Carroll described how by NFL protocols this season any player, even a vaccinated one, must quarantine for a minimum of 10 days if he tests positive for COVID-19.
“Ten days you are out, immediately,” the coach said. “We know that vaccinated guys are not going to be as sick, and are not going to have issues in the hospital (if they are to be exposed to the coronavirus). But the fact they are carrying the virus means they have to be quarantined. So you lose them for 10 days—and that’s not to mention the people that are the close contacts, as well. It can impact you, severely.
“We want to play football. And these guys want to play. They don’t just want to be on the team.
“We are fortunate that we were so successful last year. Our guys take a lot of pride in that, and so they’ve listened and they’ve made these choices together.”
(Way) extra testing
About 45 of Seattle’s 91 players flew from other states to report to training camp Tuesday. Those include states with vaccination rates below 50%: Florida (48.6%, according to Our World in Data), Texas (43.6%), Georgia (38.5%), Arkansas (36.1%) and Mississippi (34.4%).
“It’s a really big deal: We came back to camp and everybody tested negative,” Carroll said.
The NFL is requiring vaccinated players get tested once every two weeks.
“We aren’t going to do that,” Carroll said. “That’s not enough.
“We need to look after these guys. ...Of course we are going to stay in compliance with the league. But we are going to go beyond that.”
Carroll said the Seahawks have agreed among themselves to test for COVID-19, at team expense, over five consecutive days. That began Tuesday with reporting day for training camp. Testing will continue through Saturday. It’s to ensure nobody caught the coronavirus while traveling to training camp.
“The league isn’t asking us to do that. We are doing that on our own, and guys are willing to do that, too,” Carroll said.
“That’s a great statement, too.”
He praised every one of his 91 players for doing the right thing, “for the right reasons.”
Carroll has championed COVID-19 testing and, this year when it became available, vaccination as a competitive advantages for the Seahawks—and as a personal crusade. He is the NFL’s oldest coach, less than two months short of 70 years old.
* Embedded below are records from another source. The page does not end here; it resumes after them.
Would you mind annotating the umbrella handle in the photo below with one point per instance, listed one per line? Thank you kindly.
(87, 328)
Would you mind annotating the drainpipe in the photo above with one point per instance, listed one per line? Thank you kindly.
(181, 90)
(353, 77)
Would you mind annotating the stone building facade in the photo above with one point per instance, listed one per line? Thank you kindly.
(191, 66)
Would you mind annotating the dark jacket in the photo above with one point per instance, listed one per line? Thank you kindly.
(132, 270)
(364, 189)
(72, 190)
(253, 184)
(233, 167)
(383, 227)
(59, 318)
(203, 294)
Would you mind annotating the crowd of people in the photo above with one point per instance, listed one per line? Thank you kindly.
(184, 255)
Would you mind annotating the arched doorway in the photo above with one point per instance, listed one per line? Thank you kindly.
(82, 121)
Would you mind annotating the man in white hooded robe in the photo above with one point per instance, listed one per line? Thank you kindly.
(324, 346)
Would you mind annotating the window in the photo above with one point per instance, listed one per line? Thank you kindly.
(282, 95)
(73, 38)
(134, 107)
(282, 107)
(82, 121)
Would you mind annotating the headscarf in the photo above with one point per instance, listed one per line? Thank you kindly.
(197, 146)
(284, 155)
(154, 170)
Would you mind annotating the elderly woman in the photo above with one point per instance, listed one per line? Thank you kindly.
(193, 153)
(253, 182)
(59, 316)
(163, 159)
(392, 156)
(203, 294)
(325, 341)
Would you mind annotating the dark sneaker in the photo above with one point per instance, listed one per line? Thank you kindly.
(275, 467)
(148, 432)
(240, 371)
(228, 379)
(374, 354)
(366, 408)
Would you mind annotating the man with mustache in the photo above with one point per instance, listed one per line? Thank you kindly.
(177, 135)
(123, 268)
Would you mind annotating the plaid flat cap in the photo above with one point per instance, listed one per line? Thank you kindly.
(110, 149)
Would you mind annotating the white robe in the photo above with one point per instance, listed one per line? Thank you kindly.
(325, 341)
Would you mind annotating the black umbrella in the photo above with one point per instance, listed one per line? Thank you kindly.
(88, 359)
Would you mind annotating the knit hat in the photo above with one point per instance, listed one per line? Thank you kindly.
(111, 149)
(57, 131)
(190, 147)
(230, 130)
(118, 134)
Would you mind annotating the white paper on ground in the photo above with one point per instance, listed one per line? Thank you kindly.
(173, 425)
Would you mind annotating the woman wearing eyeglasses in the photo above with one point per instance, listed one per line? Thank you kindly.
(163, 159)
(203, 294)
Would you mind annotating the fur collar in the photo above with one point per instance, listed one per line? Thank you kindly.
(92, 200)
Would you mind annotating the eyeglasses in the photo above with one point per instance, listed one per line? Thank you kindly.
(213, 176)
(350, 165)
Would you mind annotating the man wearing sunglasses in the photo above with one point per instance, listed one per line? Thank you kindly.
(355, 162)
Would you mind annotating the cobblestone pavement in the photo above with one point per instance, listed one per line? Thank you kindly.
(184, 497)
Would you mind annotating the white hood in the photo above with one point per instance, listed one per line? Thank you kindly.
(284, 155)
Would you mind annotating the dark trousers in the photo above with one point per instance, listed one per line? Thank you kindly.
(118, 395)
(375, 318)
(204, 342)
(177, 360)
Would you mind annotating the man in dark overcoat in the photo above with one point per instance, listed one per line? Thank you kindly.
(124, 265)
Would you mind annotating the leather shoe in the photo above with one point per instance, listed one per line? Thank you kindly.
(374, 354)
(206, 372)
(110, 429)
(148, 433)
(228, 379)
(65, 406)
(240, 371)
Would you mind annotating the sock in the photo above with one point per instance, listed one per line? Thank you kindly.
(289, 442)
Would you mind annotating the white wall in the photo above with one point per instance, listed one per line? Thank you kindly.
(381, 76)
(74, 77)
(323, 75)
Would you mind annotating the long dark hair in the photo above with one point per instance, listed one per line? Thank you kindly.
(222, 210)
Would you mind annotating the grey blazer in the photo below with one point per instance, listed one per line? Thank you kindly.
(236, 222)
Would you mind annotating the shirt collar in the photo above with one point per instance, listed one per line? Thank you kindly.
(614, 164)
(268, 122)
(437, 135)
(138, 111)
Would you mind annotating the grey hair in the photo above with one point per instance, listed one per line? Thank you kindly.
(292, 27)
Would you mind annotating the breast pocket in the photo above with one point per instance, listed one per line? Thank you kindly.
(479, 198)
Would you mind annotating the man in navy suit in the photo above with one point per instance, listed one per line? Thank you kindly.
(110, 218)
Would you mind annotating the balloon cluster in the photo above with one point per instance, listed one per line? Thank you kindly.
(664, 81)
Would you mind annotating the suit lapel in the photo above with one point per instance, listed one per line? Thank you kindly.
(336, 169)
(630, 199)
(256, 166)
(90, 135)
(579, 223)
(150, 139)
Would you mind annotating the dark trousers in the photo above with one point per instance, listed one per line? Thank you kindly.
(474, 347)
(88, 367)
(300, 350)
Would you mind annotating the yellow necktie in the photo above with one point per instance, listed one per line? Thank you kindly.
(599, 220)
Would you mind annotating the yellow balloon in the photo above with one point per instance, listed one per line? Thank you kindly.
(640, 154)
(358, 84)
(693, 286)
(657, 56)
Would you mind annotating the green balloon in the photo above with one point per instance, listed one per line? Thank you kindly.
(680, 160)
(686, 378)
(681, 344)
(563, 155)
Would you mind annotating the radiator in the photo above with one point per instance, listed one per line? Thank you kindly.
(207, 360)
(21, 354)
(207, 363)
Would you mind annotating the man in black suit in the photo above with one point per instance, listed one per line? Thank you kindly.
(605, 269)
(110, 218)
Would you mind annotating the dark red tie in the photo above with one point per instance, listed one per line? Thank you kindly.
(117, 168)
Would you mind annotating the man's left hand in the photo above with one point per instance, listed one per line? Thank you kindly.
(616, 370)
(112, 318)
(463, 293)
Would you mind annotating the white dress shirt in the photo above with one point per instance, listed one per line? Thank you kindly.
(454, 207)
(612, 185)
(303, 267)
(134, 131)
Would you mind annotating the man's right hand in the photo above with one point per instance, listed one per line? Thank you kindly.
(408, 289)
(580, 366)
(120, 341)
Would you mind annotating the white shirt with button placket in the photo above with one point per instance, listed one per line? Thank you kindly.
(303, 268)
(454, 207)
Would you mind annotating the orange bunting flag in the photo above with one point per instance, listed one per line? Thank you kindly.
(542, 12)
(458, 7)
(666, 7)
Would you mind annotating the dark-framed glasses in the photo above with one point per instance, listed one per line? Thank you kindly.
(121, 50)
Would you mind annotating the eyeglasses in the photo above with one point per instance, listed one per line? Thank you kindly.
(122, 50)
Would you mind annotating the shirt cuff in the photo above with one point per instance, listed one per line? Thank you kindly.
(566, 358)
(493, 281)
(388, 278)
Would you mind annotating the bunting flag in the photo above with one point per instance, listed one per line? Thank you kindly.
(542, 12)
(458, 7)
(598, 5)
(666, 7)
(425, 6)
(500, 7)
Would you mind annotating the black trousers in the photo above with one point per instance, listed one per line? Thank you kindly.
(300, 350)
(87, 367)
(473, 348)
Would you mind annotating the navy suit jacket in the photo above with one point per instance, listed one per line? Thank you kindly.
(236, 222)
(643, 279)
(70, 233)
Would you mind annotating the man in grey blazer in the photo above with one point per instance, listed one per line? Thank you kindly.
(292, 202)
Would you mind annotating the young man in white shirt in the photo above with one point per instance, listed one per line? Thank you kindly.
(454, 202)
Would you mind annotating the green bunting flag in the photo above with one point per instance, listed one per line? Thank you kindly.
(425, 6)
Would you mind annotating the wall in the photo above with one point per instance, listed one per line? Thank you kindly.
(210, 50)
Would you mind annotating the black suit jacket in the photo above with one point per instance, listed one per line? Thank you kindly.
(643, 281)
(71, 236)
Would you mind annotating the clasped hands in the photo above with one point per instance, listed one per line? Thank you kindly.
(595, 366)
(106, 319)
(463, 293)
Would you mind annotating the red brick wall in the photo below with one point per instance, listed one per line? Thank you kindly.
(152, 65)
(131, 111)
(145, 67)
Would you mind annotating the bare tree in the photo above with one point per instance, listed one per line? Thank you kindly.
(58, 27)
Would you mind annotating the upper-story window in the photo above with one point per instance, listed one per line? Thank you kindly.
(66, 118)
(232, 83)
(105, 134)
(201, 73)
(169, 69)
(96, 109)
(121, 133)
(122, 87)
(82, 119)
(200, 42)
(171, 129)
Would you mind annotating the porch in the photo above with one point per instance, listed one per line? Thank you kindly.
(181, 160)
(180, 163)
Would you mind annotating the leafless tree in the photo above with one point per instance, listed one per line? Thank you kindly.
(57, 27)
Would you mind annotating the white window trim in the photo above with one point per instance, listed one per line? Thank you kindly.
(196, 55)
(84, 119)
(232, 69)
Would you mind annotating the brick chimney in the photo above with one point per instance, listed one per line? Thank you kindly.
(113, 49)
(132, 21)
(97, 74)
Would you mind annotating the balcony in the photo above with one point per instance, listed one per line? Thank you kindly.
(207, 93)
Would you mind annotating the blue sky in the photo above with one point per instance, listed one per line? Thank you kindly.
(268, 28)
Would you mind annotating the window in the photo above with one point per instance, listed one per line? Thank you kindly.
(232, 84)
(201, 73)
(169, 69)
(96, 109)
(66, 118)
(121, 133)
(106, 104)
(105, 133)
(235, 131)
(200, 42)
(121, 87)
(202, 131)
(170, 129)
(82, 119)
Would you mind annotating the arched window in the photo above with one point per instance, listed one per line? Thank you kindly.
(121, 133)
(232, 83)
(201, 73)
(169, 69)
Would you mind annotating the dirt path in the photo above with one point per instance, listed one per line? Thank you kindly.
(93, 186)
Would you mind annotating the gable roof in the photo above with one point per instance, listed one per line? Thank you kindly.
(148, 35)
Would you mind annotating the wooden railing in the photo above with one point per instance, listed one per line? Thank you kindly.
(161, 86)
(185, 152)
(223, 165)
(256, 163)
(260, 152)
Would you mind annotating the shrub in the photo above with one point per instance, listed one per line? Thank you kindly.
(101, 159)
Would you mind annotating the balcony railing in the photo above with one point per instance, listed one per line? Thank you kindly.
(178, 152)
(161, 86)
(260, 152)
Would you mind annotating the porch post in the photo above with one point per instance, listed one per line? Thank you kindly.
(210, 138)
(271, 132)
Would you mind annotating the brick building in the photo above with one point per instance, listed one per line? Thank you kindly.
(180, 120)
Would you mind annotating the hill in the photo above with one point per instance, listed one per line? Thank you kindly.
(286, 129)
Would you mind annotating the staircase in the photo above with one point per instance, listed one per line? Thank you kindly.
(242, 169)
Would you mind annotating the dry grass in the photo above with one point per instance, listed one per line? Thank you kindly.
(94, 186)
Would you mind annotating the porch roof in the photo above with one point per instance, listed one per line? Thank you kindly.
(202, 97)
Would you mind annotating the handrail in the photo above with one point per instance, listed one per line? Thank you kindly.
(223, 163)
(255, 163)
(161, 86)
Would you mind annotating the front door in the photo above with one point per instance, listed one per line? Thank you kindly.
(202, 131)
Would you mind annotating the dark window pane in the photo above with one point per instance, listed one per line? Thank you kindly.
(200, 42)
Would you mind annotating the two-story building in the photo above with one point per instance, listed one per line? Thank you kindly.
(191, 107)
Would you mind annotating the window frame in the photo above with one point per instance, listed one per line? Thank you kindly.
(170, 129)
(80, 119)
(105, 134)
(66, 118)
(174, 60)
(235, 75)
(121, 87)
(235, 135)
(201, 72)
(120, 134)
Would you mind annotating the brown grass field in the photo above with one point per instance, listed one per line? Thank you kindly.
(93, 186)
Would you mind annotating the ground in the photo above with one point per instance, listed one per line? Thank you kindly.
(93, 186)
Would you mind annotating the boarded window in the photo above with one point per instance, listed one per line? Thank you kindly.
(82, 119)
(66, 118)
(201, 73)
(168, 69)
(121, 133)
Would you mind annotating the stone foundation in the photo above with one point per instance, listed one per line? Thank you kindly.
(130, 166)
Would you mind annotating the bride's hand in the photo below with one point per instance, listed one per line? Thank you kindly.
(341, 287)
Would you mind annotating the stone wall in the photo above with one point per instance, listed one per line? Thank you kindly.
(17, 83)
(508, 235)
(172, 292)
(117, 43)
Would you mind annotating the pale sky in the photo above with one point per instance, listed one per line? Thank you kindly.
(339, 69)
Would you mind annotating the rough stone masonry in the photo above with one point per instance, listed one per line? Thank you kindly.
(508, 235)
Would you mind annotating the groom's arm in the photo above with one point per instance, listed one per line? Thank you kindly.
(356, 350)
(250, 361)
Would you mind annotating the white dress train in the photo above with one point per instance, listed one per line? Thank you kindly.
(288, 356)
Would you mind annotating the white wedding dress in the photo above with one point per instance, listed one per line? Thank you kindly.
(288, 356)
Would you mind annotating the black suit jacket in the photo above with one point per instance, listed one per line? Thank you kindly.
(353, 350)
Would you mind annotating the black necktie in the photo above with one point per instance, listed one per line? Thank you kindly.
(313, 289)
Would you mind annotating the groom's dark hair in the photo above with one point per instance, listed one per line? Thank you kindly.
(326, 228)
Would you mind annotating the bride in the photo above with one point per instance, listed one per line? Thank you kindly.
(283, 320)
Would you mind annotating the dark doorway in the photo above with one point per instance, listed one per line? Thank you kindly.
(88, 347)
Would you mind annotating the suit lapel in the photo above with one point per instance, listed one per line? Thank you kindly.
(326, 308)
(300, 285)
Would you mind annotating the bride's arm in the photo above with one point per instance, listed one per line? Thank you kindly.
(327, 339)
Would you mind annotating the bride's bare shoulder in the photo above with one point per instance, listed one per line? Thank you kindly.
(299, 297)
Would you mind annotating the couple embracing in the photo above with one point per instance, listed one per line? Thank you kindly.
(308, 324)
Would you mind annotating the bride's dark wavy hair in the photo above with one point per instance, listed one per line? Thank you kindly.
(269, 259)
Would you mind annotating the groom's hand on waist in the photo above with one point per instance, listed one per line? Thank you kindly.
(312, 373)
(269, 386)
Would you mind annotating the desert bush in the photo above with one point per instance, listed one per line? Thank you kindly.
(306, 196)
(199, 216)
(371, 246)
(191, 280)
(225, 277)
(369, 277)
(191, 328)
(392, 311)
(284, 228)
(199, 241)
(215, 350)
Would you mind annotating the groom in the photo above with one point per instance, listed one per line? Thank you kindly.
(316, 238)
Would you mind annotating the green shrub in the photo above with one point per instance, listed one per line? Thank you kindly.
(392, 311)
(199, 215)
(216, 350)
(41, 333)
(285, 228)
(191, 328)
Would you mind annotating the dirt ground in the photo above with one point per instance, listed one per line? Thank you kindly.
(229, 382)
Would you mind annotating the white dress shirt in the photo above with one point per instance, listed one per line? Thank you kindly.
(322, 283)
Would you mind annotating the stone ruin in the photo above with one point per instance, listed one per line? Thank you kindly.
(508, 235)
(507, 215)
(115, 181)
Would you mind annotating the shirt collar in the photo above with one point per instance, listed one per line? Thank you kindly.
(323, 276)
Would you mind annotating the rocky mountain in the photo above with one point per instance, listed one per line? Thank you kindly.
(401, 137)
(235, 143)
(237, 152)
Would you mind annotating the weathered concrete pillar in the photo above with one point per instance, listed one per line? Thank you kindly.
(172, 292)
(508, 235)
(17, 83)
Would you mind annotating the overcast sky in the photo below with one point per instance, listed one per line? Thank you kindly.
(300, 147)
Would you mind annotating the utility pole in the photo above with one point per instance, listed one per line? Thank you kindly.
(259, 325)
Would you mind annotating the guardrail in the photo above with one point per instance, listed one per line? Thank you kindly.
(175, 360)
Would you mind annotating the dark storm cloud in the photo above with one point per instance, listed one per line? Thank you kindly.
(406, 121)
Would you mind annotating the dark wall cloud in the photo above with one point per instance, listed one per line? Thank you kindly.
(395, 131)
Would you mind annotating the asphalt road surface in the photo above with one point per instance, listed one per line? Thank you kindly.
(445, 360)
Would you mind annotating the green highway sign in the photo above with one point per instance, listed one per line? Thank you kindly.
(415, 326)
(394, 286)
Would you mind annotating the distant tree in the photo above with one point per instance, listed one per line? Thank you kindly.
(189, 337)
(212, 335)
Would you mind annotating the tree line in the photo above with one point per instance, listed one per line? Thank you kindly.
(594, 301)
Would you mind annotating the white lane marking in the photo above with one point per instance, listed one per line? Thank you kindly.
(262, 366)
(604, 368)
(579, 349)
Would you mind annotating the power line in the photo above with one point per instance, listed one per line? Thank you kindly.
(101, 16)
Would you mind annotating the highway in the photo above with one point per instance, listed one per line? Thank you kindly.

He’s talked often about being in the highest-risk age group for contracting the virus.
So he’s sought not just to talk the talk, but walk the walk on avoiding COVID-19.
During last season, Carroll struck a deal with his players: tell us when you are having visitors—parents, family members, cousins, girlfriends, significant others, whomever, no questions asked—and we will get them tested for COVID with same-day results we are providing each day from July into January to you, each player.
They did. And it worked, wondrously. Seattle was the NFL’s only team to not have a confirmed case of COVID-19 among players during the 2020 season, ending this past January. The Seahawks went 12-4 and won the NFC West.
This spring into summer, Carroll brought in Dr. Vin Gupta to talk to Seahawks players via Zoom. Gupta is an affiliate assistant professor of health metrics sciences at the Institute for Health Metrics and Evaluation in Seattle. He is widely known for his medical commentary on NBC News, particularly in the last 16 months about the coronavirus pandemic.
“He came in here and talked to our guys about it and gave a really big pitch,” to get vaccinated, Carroll said last month.
In June, the Seahawks provided families of players, coaches and staff chances to get vaccinated at the team’s facility.
“We are deep into fighting to get this thing done, in the deepest way possible,” Carroll said. “We are fighting to make the strides and the steps that they’ve got to make, and the sacrifices...but they are doing it for the right reasons, and they’ve got really good information. ...
“I am really thrilled about that response. ...
“We’ve been strong in our commitment to stick with it, which is the most important part of this whole thing.”